For those staff who may be reluctant to speak out verbally, forums and open discussion via the intranet are a great way to generate a stage that will be available to any staff wanting access or needing to raise concerns.
How to deploy an intranet in ten days or less
Personalize those in the role
It is almost impossible to appreciate and respect the challenges and successes of a position that you know absolutely nothing about.
Having distanced employees that you do not work closely with can lead to a sense of apathy when considering their role in the company or the way it may directly influence you.
Commonly, companies aim to familiarize staff with the different roles in the organization through features on the intranet like ‘day in the life of’ posts. While these posts do play a role in highlighting the work of dispersed teams across the organization, some employees tend to view them as forced or one-dimensional.

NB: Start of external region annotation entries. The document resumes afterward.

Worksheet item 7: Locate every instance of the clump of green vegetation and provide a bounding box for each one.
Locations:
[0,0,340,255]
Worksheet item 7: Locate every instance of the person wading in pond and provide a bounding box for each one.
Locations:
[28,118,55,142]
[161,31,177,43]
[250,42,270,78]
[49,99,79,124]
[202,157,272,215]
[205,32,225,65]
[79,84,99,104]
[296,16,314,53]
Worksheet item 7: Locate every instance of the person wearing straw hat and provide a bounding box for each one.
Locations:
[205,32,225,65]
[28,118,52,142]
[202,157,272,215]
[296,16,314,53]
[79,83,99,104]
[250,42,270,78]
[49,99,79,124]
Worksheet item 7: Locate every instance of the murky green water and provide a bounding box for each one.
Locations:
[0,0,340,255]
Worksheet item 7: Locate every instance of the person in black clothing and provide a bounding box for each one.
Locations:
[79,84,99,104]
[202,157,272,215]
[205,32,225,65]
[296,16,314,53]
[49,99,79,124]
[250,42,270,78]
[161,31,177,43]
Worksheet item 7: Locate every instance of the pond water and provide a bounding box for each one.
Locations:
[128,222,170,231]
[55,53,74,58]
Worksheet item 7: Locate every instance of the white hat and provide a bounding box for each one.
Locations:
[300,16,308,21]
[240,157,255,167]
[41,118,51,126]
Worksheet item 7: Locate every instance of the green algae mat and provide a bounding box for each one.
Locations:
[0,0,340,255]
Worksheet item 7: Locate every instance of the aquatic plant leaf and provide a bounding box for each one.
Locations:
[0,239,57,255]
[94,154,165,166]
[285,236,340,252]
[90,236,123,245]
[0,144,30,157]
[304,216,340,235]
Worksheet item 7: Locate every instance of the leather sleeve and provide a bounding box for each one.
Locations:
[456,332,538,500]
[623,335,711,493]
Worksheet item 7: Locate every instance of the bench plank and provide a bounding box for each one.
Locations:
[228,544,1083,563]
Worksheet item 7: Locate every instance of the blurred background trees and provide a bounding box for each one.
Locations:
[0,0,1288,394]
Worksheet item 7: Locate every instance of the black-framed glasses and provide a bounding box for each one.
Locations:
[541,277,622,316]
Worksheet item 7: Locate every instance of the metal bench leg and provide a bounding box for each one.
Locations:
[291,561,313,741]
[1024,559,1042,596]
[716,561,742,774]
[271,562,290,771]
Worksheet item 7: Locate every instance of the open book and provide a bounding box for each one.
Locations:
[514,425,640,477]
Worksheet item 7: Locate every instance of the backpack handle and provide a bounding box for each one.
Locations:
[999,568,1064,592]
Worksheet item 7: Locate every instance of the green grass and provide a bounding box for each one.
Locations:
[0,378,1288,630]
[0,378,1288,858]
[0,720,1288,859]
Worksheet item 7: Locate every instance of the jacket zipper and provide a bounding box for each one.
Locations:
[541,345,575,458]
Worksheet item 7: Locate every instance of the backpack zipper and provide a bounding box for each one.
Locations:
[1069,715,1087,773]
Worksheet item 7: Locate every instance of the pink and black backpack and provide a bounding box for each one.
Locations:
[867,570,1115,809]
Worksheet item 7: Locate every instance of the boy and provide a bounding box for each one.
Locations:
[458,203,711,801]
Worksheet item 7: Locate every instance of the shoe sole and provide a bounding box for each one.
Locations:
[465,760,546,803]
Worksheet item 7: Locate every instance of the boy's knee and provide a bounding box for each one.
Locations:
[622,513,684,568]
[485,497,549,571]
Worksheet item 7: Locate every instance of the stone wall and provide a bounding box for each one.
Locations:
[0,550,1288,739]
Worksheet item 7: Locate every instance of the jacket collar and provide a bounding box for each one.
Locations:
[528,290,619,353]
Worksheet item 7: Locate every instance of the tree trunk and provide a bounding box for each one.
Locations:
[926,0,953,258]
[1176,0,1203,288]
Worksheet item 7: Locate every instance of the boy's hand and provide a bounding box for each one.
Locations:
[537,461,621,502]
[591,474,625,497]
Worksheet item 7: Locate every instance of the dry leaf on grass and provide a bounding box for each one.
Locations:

Even in this era of technology, 56% of communicators still struggle to keep employees engaged and informed.
What is the cause? Research by Dynamic Signal found that 52% say ineffective communication tools and channels have caused them to miss vital information.
The times are changing, and video and images have risen in the ranks of favored communication methods. According to LinkedIn, 60% of people prefer video over reading text.
Taking advantage of this, organizations are now finding that vlogs made on mobile phones, then posted onto the company intranet are becoming popular among staff. Thanks to the many creative ways of digitally connecting now being utilized to manage lockdown during the coronavirus crisis, staff themselves can document and share their everyday experience with photos, vlogs, interviews, selfies, microblogging, videos, and more.
By doing this, front-line employees can spread the story about their day to day, with unenlightened colleagues in a way that they can quickly and easily absorb.
Empower your employees by exposing everyone to the realities their role and encouraging your frontline workers to share a short video shadowing their work life. When management and colleagues finally recognize the many contributions of these workers, you can reinforce behaviors that support your organization’s overall goals.
Once you adapt your approach to include these visual highlights and expose everyone to the realities of working on the front lines, the scale in which other divisions will watch your content and value your front-line employees will steadily increase.
The face of your brand
Your frontline employees are indeed the face of your company, but ironically, they are often a company’s lowest paid and most neglected staff members.
At a time when we are depending on them most, they are also critical to your organization and should be treated as such. They hold customer relations in the palm of their hands and can literally make or break your business image.
Corporate strategy and goals are only as good as its execution, and this execution is dependent on frontline employees excelling. Give your employees the tools they need to thrive with the above tips. Remember, to improve your company culture express appreciation for your front-line workers often.